On Thursday, December 9th, 2021, a critical zero-day exploit was reported in the widely used log4j2 library. The exploit did not affect the Hedera network. Out of an abundance of caution, the Hedera team addressed the issue on Friday with the highest priority, and was able to do so without any downtime or disruption to the network.
The library log4j2 contains a powerful feature called "lookups" that can be used to include system information in the logs automatically. A lookup command can download and inject remote code into the Java Virtual Machine (JVM) process, enabling an attacker to execute remote code and gain access to the system. Any application that takes user supplied code and logs it can be exploited if the user sends a specially formatted string that contains lookup commands within it.
For an example, check out the Impact section of this blog post by Randori. The diagram in that post illustrates how an attacker can leverage this vulnerability. In the example, the specially formatted string is “${jndi:ldap://127.0.0.1/a}”.
The version of log4j2 used by the Hedera network (2.13.x) is susceptible to this exploit, but only if user-supplied code is logged.
There are three ways to mitigate this attack (other than never logging user input in the first place).
First, upgrade the library to a version greater than or equal to 2.15.0. Upgrading to this library requires thorough code analysis and a full test/debug code cycle, which takes some time and requires downtime on the network. We opted not to do this for Friday December 10th because it would take too long and rushing that process could expose the network to unnecessary risk.
Second, set the `log4j2.formatMsgNoLookups` flag to true. This effectively disables the feature without requiring a full code/test/debug cycle. Setting this flag would mean either downtime on the network or the node operators performing a rolling upgrade. A rolling upgrade would mean taking down nodes in small groups so as not to disrupt consensus and restart them, waiting for them to fully reconnect.

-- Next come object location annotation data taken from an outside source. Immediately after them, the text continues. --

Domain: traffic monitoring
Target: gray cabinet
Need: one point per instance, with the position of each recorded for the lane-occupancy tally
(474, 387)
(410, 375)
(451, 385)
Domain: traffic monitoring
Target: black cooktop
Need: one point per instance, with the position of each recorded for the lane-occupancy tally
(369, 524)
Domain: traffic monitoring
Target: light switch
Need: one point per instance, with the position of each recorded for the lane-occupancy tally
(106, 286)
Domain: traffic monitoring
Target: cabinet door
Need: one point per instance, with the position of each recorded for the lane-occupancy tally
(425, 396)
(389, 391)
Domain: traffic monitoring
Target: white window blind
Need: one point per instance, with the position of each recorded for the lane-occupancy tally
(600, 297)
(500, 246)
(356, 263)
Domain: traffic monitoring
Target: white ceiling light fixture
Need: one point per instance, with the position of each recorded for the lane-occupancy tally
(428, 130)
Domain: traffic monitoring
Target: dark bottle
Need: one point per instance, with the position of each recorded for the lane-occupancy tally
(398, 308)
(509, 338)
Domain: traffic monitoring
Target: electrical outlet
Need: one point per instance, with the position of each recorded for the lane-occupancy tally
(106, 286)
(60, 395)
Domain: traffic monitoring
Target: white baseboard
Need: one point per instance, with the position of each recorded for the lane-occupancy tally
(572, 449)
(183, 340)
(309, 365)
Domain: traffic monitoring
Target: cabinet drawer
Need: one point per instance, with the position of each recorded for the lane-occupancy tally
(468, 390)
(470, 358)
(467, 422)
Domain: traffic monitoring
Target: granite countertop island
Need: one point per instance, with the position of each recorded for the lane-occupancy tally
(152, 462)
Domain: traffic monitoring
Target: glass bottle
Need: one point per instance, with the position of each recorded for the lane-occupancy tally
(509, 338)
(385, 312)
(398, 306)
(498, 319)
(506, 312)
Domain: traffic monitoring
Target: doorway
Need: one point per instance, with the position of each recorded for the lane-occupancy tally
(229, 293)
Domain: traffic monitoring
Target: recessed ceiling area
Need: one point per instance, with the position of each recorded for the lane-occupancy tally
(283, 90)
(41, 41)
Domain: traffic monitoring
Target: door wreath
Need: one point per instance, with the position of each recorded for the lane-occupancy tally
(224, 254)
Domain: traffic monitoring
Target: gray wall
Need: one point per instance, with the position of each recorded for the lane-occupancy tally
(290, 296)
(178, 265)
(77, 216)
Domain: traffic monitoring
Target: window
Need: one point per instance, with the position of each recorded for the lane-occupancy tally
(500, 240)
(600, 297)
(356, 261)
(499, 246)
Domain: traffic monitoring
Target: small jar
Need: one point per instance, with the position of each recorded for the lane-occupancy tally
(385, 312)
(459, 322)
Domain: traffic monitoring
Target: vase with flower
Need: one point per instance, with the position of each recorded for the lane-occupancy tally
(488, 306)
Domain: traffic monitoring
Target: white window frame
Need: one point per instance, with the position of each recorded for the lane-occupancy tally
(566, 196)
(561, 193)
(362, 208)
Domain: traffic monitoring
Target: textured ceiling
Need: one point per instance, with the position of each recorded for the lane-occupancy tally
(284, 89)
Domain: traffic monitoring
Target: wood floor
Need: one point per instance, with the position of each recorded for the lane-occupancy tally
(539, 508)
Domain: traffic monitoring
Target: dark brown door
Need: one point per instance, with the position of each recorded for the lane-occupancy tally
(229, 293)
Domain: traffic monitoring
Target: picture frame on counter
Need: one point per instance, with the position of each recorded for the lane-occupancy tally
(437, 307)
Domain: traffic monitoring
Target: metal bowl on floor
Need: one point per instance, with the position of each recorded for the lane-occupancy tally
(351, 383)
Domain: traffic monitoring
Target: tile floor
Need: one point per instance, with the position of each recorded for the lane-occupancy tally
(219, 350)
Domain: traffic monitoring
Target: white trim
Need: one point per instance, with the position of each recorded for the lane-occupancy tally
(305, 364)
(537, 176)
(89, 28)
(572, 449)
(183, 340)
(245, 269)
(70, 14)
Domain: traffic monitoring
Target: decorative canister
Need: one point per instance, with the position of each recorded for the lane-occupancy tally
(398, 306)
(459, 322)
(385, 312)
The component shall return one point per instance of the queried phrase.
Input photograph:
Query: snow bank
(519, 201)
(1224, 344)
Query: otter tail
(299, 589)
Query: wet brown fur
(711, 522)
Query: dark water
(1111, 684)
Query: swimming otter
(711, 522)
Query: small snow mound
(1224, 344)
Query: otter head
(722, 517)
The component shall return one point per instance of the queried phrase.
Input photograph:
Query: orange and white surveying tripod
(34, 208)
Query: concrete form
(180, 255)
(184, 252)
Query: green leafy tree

The third option, and what was done, update the log4j2 configuration to disable lookups within the configuration file itself. Changing the configuration can be done without downtime and without rolling upgrades. Configuration file changes are automatically reapplied by log4j2 every 10 minutes.
For mirror nodes, the log4j2.formatMsgNoLookups flag was set to true in all environments and a rolling upgrade was performed. Then the version for log4j2 was upgraded, and a new mirror node version was released and rolled out to all environments.
The validated changes were taken up by modifying the log configuration in a way that is visible in our log files. The change was applied to all public Hedera networks (preview networks, public Testnet, and Mainnet).
The Hedera team is now working on reviewing log4j2 version 2.16.0 for deployment in a future release.
Mirror Node Operators: The Hedera team backported the lo4j2 fix to previous releases of the mirror node, from v0.42 to v0.46. It is recommended that mirror node operators upgrade as soon as possible. Access the updated releases at: https://github.com/hashgraph/hedera-mirror-node/releases
Swirlds SDK Users: Options two and three in the previous section would fix the issue for users of the Swirlds SDK.
Option two (setting the log4j2.formatMsgNoLookups flag to true) helps those unable to upgrade log4j2 to version 2.16.0 or greater. In releases 2.10 or greater, this option can be implemented as follows when starting the JVM:
add -Dlog4j2.formatMsgNoLookups=true
For releases older than 2.10, check out the recommendations in the Randori blog post.
Option three (updating the log4j2 configuration to disable lookups) can be implemented according to the Apache documentation: https://logging.apache.org/log4j/2.x/manual/layouts.html#:~:text=Outputs%20the%20application,JAnsi%2C%20see%20configuration
Hedera Client SDK Users: These users are not affected, so no action is needed.